My response to Andrew Rosenthal’s commentary: “With Zimmerman, the Scandal is What’s Legal”–New York Times

Trayvon Martin photo
Robyn Beck/Agence France-Presse — Getty Images

I’ve spent the last few days doing what I imagine a lot of people have been doing: thinking about the verdict in the George Zimmerman trial. I didn’t automatically expect a particular verdict; ever since Rodney King, O.J. Simpson, William Kennedy Smith, Casey Anthony . . . (the list goes on), I’ve realized that sitting on a jury and following the parameters established by legal definitions is a very different task than reading news accounts and following gut instincts.

So I’m going to refrain from more Monday-morning quarterbacking. Having said that, I found Andrew Rosenthal’s commentary (With Zimmerman, the Scandal Is What’s Legal) in today’s New York Times helpful in capturing the frustration felt by one of my online friends and shared by me. Rosenthal, acknowledging the evidentiary difficulties in the case, asks the more perplexing question: what was Zimmerman thinking in the first place?

I’ve tried to imagine myself in his position. I’m a member of my neighborhood watch patrol. I look out my front window (or my car, for that matter). I see somebody who looks suspicious to me, even though they are not in the process of committing a crime. I call the police to report this suspicious behavior (which in this case amounted to walking down the sidewalk). The police tell me not to take matters into my own hands, but I decide instead to arm myself and begin following the individual on foot (again, this individual is not in the process of committing a crime, nor does anyone in the vicinity appear to be in imminent danger of harm from this individual). What kind of outcome am I anticipating at this point?

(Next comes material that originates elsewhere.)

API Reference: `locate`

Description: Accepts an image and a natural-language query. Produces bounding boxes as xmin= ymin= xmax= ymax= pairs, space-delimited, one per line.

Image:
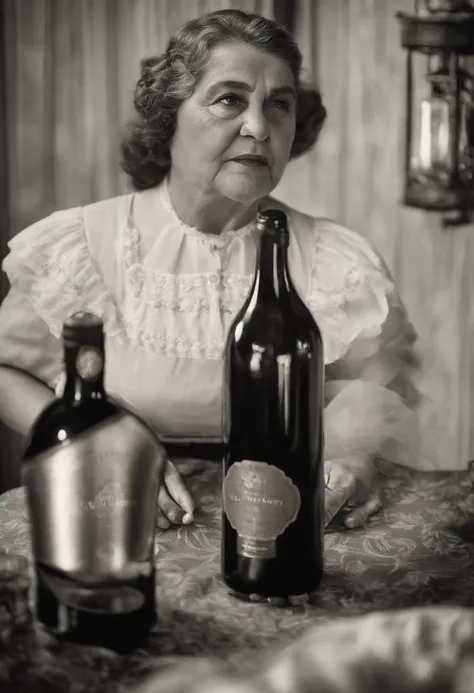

In other words, what was Zimmerman’s plan? Was he thinking, “I’ll apprehend this individual walking down the sidewalk and detain him until the police arrive and arrest him for . . .?” Was he thinking, “I’m just going to scare this kid from walking in my neighborhood in the future?” Was he thinking, “I’m going to provoke a confrontation in which one of us, or both, is possibly going to end up dead?” I think the answer has to be that he just wasn’t thinking, period.

As Rosenthal points out, this is where the “Stand Your Ground” law falls apart and ought to be challenged on constitutional grounds. When my constitutional right to defend myself becomes a pretext for threatening others or engaging in reckless behavior, I’ve crossed a line. I have told my kids more than once that they can’t pick a fight and then pretend to be the innocent victim afterward. And yet we’re ok with a “Minority Report” law that lets me decide in advance who is going to commit a crime and that justifies any provocative actions I might take in my “defense”?

I live in a free society, governed by laws. As such, I accept the fact that risk is inevitable. I don’t know for sure that the people around me are “safe.” But I do know for sure that I don’t want people who think the way George Zimmerman thought “keeping” me safe.